ЧТО? ГДЕ? КОГДА?

ЧТО? ГДЕ? КОГДА?

Церковные критики Толстого любят приводить две цитаты из его дневника – 1855 и 1860 годов, которые якобы доказывают безбожие Толстого, а главное – его «гордую» уверенность, что именно он-то и должен написать «новое Евангелие», в котором не будет Бога.

Вот первое высказывание: «Вчера разговор о божест<венном> и вере навел меня на великую громадную мысль, осуществлению которой я чувствую себя способным посвятить жизнь.
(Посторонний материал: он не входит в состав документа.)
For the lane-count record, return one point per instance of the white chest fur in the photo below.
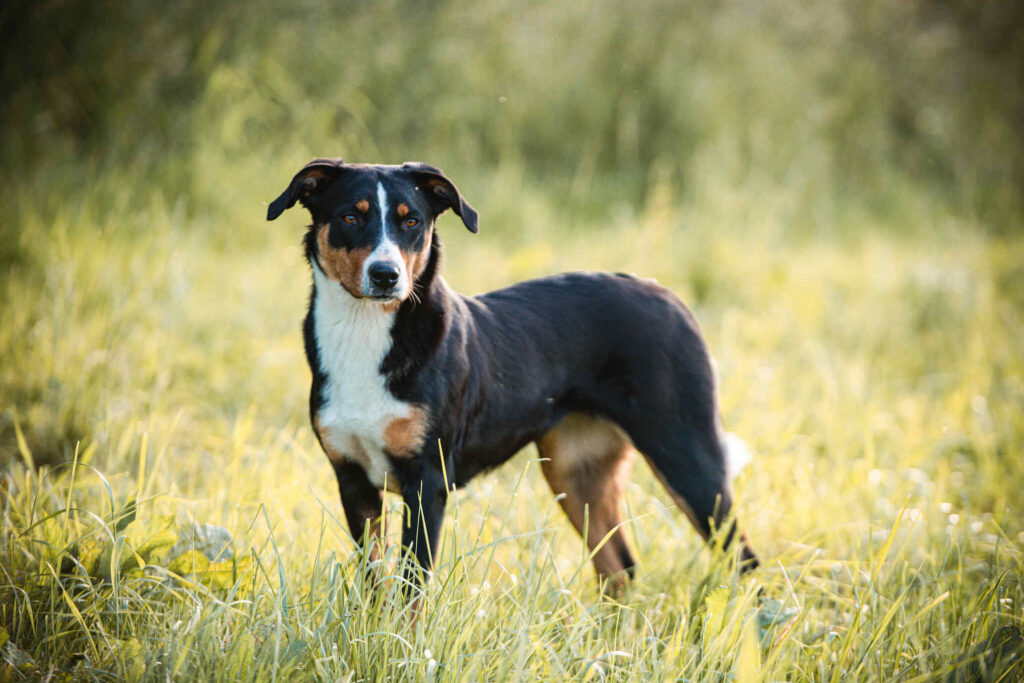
(353, 336)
Мысль эта – основание новой религии, соответствующей развитию человечества, религии Христа, но очищенной от веры и таинственности, религии практической, не обещающей будущее блаженство, но дающей блаженство на земле» (4 марта 1855 года).
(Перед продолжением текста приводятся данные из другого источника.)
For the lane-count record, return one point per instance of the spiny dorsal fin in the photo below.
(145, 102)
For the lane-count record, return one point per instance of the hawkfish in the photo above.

Кажется, только один современный богослов и серьезный исследователь Толстого (редкое, но возможное сочетание) священник Георгий Ореханов обратил внимание на то, что в тот день, когда была сделана запись, Толстой причащался. Об этом он сообщает нам в самом начале записи, и едва ли это случайно. Можно предположить, что «разговор о божественном» состоялся у него со священником во время исповеди накануне причастия. Если так, это говорит о том, что Толстой к исповеди подошел не формально и имел весьма продолжительную беседу с батюшкой.

Но куда более важно другое обстоятельство, на которое не обращают внимание критики. Где была сделана эта запись? В это время Толстой находился на Крымской войне. Правда, в начале марта Толстой не был в Севастополе, служил в 3-й артиллерийской батарее на реке Бельбек в десяти верстах от города. В Севастополе он окажется 25 марта и будет нести службу в самом опасном месте осажденного города – на четвертом бастионе. Но и до этого он не раз бывал в Севастополе, встречался с главнокомандующим крымской армии князем М.Д.Горчаковым, вместе с А.Д.Столыпиным (отцом П.А.Столыпина) принял участие в ночной вылазке против неприятеля. Другими словами, Толстой тогда находился в эпицентре сражений.

В первом же замечательном севастопольском очерке «Севастополь в декабре месяце» (события происходят в 1854 году, но писался он в марте-апреле 1855 года) Толстой описывает не только мужество солдат и офицеров, но и ужасающие факты войны. Он рассказывает о большом зале Дворянского собрания, где располагается хирургическое отделение и где людям ампутируют конечности, как сказали бы сегодня, в режиме нон-стоп. «Вы увидите, как острый кривой нож входит в белое здоровое тело; увидите, как с ужасным, раздирающим криком и проклятиями раненый вдруг приходит в чувство; увидите, как фельдшер бросит в угол отрезанную руку; увидите, как на носилках лежит, в той же комнате, другой раненый и, глядя на операцию товарища, корчится и стонет не столько от физической боли, сколько от моральных страданий ожидания…»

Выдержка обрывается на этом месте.